In further modules of the course, we will deal with the structure of requests and responses in detail. We will create requests with responses, as well as the logic for their processing. At this stage, it is enough to understand the very principle of transferring data from the frontend to the backend and vice versa.

By the way, the data itself does not appear by magic. The appearance of requests on the frontend side is easy to understand - you enter them yourself. But in order to transfer information to you, you need to somehow organize its storage and processing.

For this purpose, “Databases” (DB) work. They store data in a structured form. And there are systems that manage this data - DBMS (Database Management System). They allow you to write new data to the database, get data from there, change it, delete it (All this together is denoted by the abbreviation CRUD - Create, Read, Update, Delete). We will also study all this in detail in future modules. Let's figure out what databases are in general, how their work is organized and how easy it is to manage them in AppMaster.

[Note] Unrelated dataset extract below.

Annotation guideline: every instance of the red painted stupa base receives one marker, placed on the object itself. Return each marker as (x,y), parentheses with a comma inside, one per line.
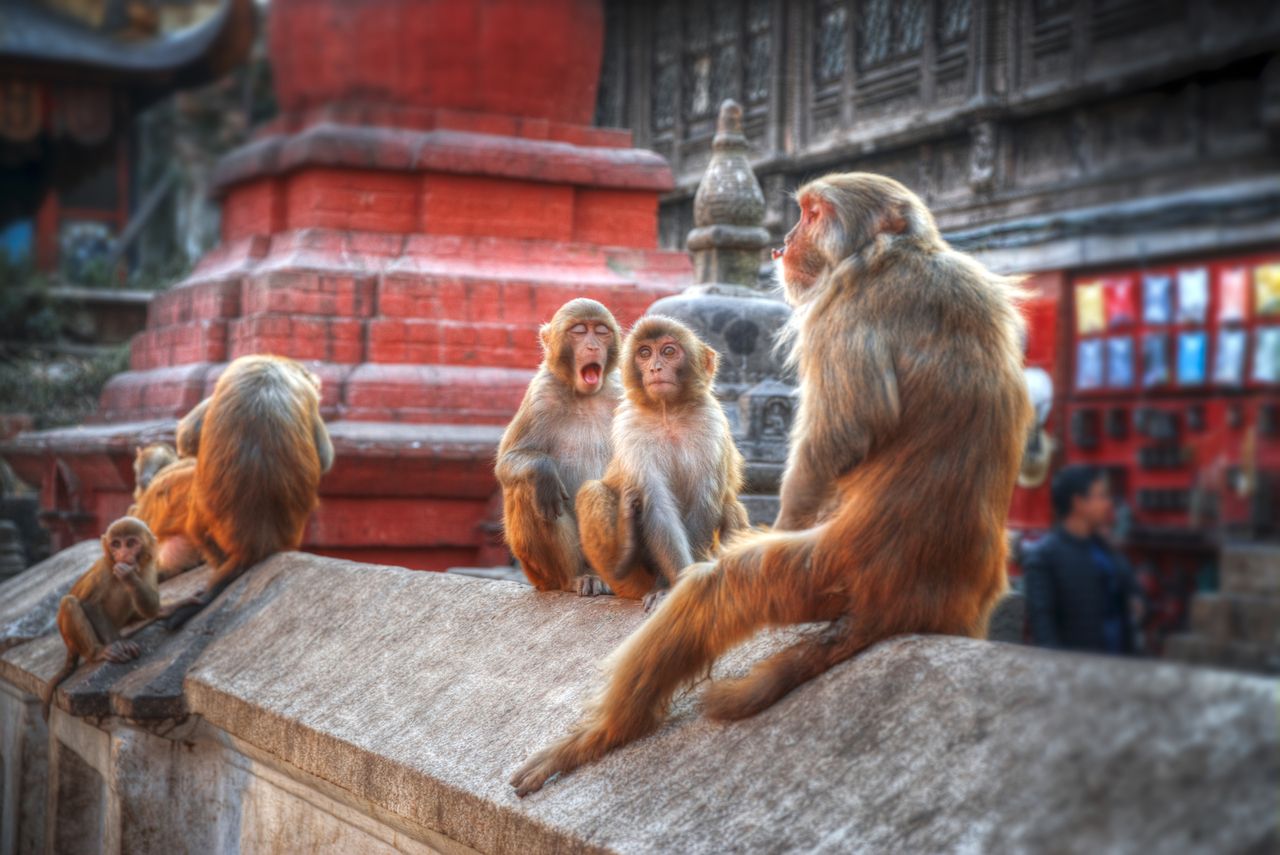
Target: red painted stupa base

How about trying it out in practice? It's time to do the first...


You need to enable the terminal to work with the command line. On Windows, the desired application is called CMD, on MacOS - Terminal.

Use the curl console application (if it is not installed on your computer - fix it). It is designed specifically to send a request to a specific service and receive a response from there.

As an example, send an HTTP request to the BoredAPI service. This is a service that can pick up an activity for all occasions.

To do this, enter the following command in the terminal:

curl "http://www.boredapi.com/api/activity?type=diy”

Please note that the address can be conditionally divided into two parts - before and after the question mark.

The first part is the request address itself. In this example - “http://www.boredapi.com/api/activity”

The second part is the request parameters. In the example - "type=diy". That is, the query parameter is “type” with the value “diy”. Thus, we indicated that we want to get such an activity that you can do on your own (diy - Do It Yourself).

See what response was received. Find the information you need in it. In further modules, we will analyze in detail in what form the response comes, what it consists of. At this stage, it is enough to understand that this is exactly what the response to the request from the backend looks like before it is logically processed and beautifully displayed on the frontend.

Check out the documentation for the service (http://www.boredapi.com/documentation) and make a more complex request with different parameters yourself. For example, find out what activity is suitable for a company that has more than 5 but less than 10 people.

To consolidate the material, try to master a more complex service. For example - https://www.alphavantage.co/

Read the documentation, get the exchange rate or stock quotes from the database.